What used to happen—it stopped on our freshman year—was freshman prank day and that was when the juniors used to prank the freshmen… Our freshman year we had a crazy bitch, named Ilima (she was captain of the women’s wrestling team, covered in tattoos and piercings, known for her… “intensity” and hate for a certain group of girls in our grade)… and she took things WAY too far, managing to instill fear in all 400 students of our entire freshman class, even though for the most part everyone came out unscathed…

And if you’re wondering about the sophomores, the sophomores basically have nothing to worry about that day; they have zero responsibility. But to ensure that none of the freshmen get hurt (I mean, “pranked”) anymore, the deans set up a popup tent in the middle of the quad… and they take turns watching the Academy and escorting students to class themselves to make sure that nobody pranks the freshmen. Like if you’re known to be “targeted” by that year’s juniors, you can tell a dean and ask for protection… Which means that everyone only gets sneakier, so I guess the new tradition is to try to prank the freshmen without getting caught by the deans. That’s all I remember…

 

How did you come across this folklore: “it’s one of those unsaid traditions, I actually have no idea how I found out about it… you just “hear about it” as a freshman and you participate until you’re a senior when some things get officialized but really everything you do is up to you. You do what everyone else does/has done.”

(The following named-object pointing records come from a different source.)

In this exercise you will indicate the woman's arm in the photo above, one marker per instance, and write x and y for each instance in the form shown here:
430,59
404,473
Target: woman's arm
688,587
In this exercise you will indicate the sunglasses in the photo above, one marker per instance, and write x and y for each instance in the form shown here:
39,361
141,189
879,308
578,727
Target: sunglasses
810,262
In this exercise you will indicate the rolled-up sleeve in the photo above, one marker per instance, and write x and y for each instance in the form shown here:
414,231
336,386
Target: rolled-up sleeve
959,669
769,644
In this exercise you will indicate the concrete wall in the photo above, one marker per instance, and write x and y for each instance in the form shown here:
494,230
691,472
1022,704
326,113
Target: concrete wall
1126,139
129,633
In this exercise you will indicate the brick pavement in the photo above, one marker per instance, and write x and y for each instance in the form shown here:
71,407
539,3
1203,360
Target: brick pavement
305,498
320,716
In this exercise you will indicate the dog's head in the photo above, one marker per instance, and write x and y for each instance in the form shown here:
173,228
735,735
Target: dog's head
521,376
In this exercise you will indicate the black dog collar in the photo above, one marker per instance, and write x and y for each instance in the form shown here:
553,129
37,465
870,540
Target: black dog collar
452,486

Other information: “What happened our year, this kind of thing becomes infamous when certain people take it too far…”

I would be surprised if there were a lot of high schools that didn’t have some kind of event like Senior Skip Day, something to ritualize the liminal period between high school and not (graduation/college/the real world, etc.), or the junior-senior bridge (underclassman vs. upperclassman), or something that otherwise distinguishes seniors from the rest of the student population. It’s a time when people are allowed to make trouble, do things they usually don’t, and don’t know which group they belong to… yet everyone else, even those not going through the same transition, play along in a way and mark it as well.